Pinturas feitas, pinturas metidas em caixas de madeira como se fossem molduras. Há satisfação no ar naquela manhã em que a chuva não pára de cair. Os desenhos são guardados para uma exposição que deverá abrir ao público no próximo ano.

A poucos quilómetros começa outro ateliê. No Centro Comunitário do Sobreiro, na Maia, Alexandre Corazza dá uma aula de tai-chi aos mais velhos. Georgete Sousa, de 86 anos, ouve com atenção o que tem de fazer. Os braços são nuvens que andam de um lado para o outro ou asas que querem voar. Mãos no peito, respirar, relaxar. Música calma e uma roda de gente com mais de 70 anos que faz tai-chi.

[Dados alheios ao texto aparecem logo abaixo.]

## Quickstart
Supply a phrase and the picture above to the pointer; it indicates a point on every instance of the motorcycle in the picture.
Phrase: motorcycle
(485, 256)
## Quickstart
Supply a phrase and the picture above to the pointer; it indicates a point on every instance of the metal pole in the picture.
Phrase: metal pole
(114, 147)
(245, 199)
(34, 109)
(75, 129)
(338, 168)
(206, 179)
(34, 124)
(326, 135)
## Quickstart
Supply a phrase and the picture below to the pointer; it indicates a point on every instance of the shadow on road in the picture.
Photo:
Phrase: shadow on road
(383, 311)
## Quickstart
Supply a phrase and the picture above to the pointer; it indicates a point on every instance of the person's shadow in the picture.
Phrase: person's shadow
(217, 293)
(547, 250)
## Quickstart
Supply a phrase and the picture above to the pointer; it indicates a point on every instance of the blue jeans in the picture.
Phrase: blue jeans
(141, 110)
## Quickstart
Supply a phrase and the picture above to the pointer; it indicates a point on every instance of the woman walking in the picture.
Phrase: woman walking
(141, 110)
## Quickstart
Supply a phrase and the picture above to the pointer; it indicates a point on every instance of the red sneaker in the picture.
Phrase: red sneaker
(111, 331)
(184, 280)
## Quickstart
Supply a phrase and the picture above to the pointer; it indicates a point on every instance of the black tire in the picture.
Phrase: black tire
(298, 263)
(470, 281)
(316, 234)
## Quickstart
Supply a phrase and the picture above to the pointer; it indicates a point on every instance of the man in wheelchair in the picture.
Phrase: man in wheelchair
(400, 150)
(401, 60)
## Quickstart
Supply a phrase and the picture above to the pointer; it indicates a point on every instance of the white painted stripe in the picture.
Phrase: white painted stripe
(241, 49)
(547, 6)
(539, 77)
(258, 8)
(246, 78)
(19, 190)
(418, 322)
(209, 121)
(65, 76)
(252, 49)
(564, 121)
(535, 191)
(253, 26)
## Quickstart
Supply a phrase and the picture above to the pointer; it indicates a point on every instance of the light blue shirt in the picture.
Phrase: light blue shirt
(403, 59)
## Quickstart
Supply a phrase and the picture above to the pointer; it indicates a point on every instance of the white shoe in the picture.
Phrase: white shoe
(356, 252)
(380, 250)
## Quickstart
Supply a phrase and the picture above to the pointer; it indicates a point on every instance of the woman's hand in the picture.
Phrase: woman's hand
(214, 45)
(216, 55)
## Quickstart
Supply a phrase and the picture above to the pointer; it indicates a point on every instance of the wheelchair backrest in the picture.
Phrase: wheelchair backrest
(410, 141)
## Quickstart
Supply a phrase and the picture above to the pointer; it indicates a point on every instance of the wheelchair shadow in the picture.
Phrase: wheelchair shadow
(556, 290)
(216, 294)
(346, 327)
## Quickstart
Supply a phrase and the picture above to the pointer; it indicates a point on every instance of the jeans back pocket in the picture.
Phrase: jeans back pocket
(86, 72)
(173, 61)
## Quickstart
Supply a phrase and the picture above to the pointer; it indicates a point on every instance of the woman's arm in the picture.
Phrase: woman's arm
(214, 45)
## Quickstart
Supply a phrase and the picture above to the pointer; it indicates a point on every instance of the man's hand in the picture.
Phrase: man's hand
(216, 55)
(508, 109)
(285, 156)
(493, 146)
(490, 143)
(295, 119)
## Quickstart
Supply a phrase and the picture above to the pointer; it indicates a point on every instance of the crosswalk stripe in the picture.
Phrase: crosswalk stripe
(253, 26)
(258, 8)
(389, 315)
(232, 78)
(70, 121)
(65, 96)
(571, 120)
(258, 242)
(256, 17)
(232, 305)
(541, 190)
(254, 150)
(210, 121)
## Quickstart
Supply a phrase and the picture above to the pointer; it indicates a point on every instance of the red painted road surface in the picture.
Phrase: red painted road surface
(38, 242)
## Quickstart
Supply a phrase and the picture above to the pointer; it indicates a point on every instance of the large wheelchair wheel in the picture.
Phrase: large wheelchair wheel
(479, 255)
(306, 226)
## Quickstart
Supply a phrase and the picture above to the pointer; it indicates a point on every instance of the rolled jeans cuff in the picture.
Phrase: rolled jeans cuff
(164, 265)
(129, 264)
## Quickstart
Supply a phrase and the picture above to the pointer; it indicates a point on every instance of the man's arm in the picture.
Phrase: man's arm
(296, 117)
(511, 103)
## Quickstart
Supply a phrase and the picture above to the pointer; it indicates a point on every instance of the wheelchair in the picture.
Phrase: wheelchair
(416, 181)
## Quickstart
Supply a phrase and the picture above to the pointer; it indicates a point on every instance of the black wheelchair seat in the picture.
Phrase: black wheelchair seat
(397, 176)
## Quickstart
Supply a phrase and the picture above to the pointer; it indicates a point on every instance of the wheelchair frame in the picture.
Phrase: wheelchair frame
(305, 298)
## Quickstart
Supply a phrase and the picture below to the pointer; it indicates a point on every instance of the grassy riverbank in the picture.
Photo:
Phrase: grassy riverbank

Os braços movimentam-se e parecem dançar uma valsa. “A saúde depende do movimento do corpo”, refere o professor. Georgete, de chapéu e lenço ao pescoço, concorda e faz os exercícios. “Gosto de fazer ginástica, sinto-me bem, havíamos de ter mais vezes coisas como estas”, comenta Teté, como é conhecida.

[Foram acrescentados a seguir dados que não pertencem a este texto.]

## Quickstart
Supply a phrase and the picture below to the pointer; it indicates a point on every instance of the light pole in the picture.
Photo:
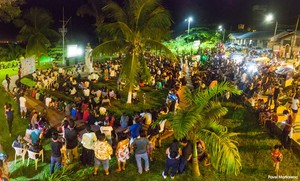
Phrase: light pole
(220, 28)
(63, 31)
(270, 18)
(189, 20)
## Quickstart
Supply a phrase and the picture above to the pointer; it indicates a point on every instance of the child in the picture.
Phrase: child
(277, 157)
(151, 147)
(122, 152)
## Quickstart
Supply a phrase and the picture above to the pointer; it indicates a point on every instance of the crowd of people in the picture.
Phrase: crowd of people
(103, 135)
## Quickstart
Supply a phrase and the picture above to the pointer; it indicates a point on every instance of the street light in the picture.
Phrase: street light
(220, 28)
(189, 20)
(270, 18)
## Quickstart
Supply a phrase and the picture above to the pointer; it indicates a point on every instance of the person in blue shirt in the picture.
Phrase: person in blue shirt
(35, 134)
(134, 129)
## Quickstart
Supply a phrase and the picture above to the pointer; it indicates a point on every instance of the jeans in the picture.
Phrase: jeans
(87, 156)
(182, 165)
(72, 153)
(285, 139)
(55, 161)
(171, 163)
(138, 158)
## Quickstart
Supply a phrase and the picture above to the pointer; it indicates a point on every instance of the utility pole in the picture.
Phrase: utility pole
(295, 35)
(63, 32)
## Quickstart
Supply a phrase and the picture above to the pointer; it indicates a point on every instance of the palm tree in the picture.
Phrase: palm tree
(200, 119)
(139, 24)
(35, 30)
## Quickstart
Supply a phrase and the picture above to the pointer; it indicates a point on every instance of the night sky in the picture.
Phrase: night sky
(229, 13)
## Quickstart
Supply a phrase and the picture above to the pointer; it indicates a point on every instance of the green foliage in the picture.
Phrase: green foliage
(11, 52)
(132, 27)
(201, 119)
(185, 43)
(10, 64)
(225, 156)
(28, 82)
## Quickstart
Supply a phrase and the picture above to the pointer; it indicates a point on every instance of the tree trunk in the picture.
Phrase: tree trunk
(196, 170)
(129, 97)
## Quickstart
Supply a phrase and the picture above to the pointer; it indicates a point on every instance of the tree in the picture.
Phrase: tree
(201, 120)
(139, 24)
(35, 31)
(10, 9)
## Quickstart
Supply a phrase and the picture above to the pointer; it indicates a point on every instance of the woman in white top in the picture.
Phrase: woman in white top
(295, 104)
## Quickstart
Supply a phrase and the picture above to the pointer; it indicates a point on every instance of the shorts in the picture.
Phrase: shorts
(105, 163)
(23, 109)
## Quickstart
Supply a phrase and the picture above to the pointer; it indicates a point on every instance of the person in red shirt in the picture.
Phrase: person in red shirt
(277, 158)
(285, 139)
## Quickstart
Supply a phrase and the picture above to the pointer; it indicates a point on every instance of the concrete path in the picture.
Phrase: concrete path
(54, 117)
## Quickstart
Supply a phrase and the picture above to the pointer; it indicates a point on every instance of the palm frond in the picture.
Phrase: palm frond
(158, 44)
(232, 104)
(130, 68)
(184, 121)
(215, 111)
(188, 96)
(224, 152)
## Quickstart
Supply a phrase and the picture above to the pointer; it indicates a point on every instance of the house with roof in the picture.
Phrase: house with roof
(286, 43)
(257, 38)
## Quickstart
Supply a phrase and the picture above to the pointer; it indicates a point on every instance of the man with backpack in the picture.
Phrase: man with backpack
(173, 154)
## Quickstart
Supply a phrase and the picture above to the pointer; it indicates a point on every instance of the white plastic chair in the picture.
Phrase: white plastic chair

Viúva, com dois filhos, foi modista numa altura em que se compravam tecidos e não havia prontos-a-vestir. Chegou a costurar vestidos de noiva. Agora para não estar sozinha em casa frequenta o centro de dia de Silva Escura. Tal como Natividade Rua, de 75 anos, de chapéu e colar de pérolas, que experimentou tai-chi pela primeira vez. “Não faço muita ginástica, mas achei bem, ajuda a descontrair. O importante é não desistir porque estar fechada em casa não dá.” António Silva, de 81 anos, também se estreia no tai-chi. “O que fiz aqui é diferente do que se faz no lar, é mais descontraído, faz-se de outra maneira. Devia ser assim todas as semanas”, confessa quem passou uma vida como ajudante de trolha e a polir metais.

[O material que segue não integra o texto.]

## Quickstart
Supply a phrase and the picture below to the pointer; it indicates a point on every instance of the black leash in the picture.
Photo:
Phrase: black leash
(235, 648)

Durante uma hora, o professor Corazza investiu no lado mais terapêutico do tai-chi e subtilmente trabalhou práticas respiratórias para ajudar, explica, a “descobrir a espontaneidade do corpo e a amplitude do movimento”. Devagarinho, ao ritmo de cada um. “Para sairmos deste universo pequeno e completamente compartimentado”, acrescenta. Depois da aula, um lanche na espaçosa sala do centro comunitário instalado numa antiga escola primária. Bebe-se chá ou café com leite, comem-se bolinhos. Mário Figueiredo, diretor deste centro comunitário que pertence à Misericórdia da Maia e presta apoio a 1 200 pessoas, desde crianças a adultos desempregados e idosos sozinhos, realça “o dia diferente. Movimentar públicos é sempre ótimo.”

Galerias de arte, o orgulho dos bairros
João, Artur e Luís, três alunos do Espaço T, e a professora Filipa Duarte, dançam na sala polivalente da Associação Nova Aurora na Reabilitação e Reintegração Psicossocial (ANARP), no bairro de Santa Luzia, no Porto, que tem berçário, creche, ATL, e ainda trabalha com doentes mentais. Ao redor, sentadas e em silêncio, estão 60 crianças do pré-escolar, dos três aos cinco anos. “É uma dança sobre o Dia do Ambiente. É uma floresta que criámos juntos”, adianta Filipa, antes de se ouvir a música com sons da natureza, incluindo pios de pássaros. Uma dança contemporânea com gestos fluidos, com olhos que de vez em quando se viram para o céu e mãos que, por momentos, simulam que regam flores. A dança termina, as crianças levantam-se e respondem ao desafio de fingir que são animais. A girafa, o tigre, o pinguim. Mara Costa, de cinco anos, faz de conta que é uma tartaruga. “Já toquei numa”, garante. Joana Pereira, também de cinco anos, gosta de golfinhos. Luana gostou da dança dos adultos e Guilherme tem um cão chamado Fuji e é dele que se lembra quando tem de dançar um animal.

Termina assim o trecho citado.